Question: How can you measure that the overhead in memo is faster then a component rerender that justify the use of it?

Great work!

neves avatar Aug 31 '19 07:08 neves

Thanks, @neves!

deps default to []

Yeah, let's openly discuss that. I was thinking about a default in the beginning, but then figured that it might be better to explicitly fail than just silently falling back to re-using the first value forever.

So I think it comes down to "Optimizing for the probably most prominent use case" vs. "Explicit is better than implicit".

andywer avatar Aug 31 '19 09:08 andywer

How can you measure that the overhead in memo is faster then a component rerender that justify the use of it?

Good question. You can benchmark the performance of a component using a HOC like that one:

https://github.com/andywer/use-inline-memo/blob/master/test/integration.test.tsx#L9-L17

The question remains how to switch the memoization on and off. We could just let you set an environment variable to disable all memoization. You benchmark all the components you want to and compare with the env var set and not set.

It would be preferable to enable/disable memoization on a component-level, but I don't see an easy way to accomplish that.

The only thing that could be done easily is to provide a helper useInlineMemo.disable() which comes with the same API as useInlineMemo() but returns an object where all functions just blindly pass-through the input value.

andywer avatar Aug 31 '19 09:08 andywer

So I think it comes down to "Optimizing for the probably most prominent use case" vs. "Explicit is better than implicit".

In that case, we are back in square one, because the correct explicit way, should be: memo.textChange(event => setValue(event.target.value), [setValue]) Not in the case of setValue from useState, but for a setValue from a custom hook, where the author didnt used useCallback to memoize the setter.

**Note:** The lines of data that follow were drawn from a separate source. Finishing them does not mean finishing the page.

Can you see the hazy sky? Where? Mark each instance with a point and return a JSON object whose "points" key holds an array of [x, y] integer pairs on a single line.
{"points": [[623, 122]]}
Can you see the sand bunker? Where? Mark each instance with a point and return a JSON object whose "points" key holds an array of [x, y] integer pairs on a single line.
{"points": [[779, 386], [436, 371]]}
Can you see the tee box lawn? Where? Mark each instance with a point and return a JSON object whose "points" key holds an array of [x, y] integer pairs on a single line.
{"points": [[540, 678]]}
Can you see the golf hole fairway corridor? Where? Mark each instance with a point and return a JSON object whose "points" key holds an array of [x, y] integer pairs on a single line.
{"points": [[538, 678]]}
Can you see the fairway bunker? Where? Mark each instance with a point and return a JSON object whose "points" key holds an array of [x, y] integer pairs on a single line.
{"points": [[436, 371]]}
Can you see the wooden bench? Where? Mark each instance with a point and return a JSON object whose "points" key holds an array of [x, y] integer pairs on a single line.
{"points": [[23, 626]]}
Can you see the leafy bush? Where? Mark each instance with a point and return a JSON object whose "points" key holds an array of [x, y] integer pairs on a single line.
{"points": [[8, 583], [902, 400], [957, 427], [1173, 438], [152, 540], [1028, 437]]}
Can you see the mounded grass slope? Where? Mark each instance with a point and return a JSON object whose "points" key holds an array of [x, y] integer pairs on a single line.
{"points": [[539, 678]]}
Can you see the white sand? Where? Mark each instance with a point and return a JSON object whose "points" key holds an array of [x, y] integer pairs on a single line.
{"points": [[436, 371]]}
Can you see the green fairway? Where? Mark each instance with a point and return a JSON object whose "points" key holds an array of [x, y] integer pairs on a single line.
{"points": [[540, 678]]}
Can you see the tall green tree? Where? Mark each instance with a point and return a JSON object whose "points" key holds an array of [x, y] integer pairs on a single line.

Maybe this if in the code (that split it in two different factories) is telling us something: https://github.com/andywer/use-inline-memo/blob/master/src/index.ts#L114

neves avatar Sep 03 '19 09:09 neves

memo.textChange(event => setValue(event.target.value), [setValue])

Yes, that's what I wanted to discuss: Explicit version (as it is right now) vs. implicit, but maybe a little more convenient 😉

Maybe this if in the code (...) is telling us something

You are talking in riddles... What has the ES5 implementation vs ES6 proxy implementation switch to do with the memoization function API discussion?